ÎLE-DE-FRANCE. Un plan pour sauver le tissu libéral

CINQ AXES

En réponse à cette urgence, ARS et URPS se sont entendues en 2017 sur un plan d’action quinquennal dont un bilan à un an a été présenté en juin 2018. Une action qui « se doit d’être très volontariste et conséquente » et des premiers résultats « très satisfaisants », s’est félicité Christophe Devys, directeur général de l’ARS Île-de-France. Le plan se décline en cinq axes.

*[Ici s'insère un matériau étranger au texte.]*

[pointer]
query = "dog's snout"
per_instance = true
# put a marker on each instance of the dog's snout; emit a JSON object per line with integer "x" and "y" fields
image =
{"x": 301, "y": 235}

– « Bien accueillir les médecins ». Chaque mois dans chaque département, une permanence d’aide à l’installation accueille les jeunes médecins, les conseille et les accompagne dans leur installation. Ils sont reçus conjointement par l’URPS, l’ARS, l’Ordre des médecins et la CPAM. Mis en place depuis 2012, ce dispositif a permis d’accompagner 508 médecins avec un taux de satisfaction de 93 %.

– « Répondre au besoin des territoires ». Principale mesure : chaque maire ou élu de collectivité locale peut bénéficier d’un diagnostic de l’offre de soins sur son territoire. C’est le cas de 13 communes entre septembre 2017 et juin 2018.

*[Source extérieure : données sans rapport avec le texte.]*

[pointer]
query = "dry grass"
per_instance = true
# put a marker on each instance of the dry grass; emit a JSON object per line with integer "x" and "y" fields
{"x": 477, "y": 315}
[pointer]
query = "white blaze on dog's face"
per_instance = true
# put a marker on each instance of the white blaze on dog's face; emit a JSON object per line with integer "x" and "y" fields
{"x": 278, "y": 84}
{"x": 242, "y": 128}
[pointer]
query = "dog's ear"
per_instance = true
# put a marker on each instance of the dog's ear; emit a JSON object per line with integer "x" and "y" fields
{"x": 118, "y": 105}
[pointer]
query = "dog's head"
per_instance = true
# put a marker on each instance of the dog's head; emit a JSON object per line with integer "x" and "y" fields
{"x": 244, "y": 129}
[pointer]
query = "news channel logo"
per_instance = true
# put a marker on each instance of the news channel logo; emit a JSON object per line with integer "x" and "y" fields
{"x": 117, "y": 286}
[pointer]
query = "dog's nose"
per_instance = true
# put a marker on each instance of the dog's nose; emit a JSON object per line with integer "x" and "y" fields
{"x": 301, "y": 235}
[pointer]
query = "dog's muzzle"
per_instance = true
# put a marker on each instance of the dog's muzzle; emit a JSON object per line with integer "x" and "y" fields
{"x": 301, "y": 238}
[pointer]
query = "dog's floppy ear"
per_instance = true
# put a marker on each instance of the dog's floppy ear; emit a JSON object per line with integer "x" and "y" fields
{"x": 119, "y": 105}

– « Simplifier le quotidien des médecins ». Il s’agit de structurer par département une offre de plateforme territoriale d’appui (PTA) répondant aux besoins des médecins libéraux et facilitant la prise en charge de leurs patients en situation complexe. Deux associations plateforme territoriale d’appui (APTA) ont été créées dans les Yvelines et en Seine-Saint-Denis.

– « Maintenir l’existant ». Le partenariat permet de venir en aide aux cabinets de groupe en difficulté, de les aider au retour à l’équilibre afin d’éviter leur disparition. En un an, 12 cabinets fragilisés ont été accompagnés.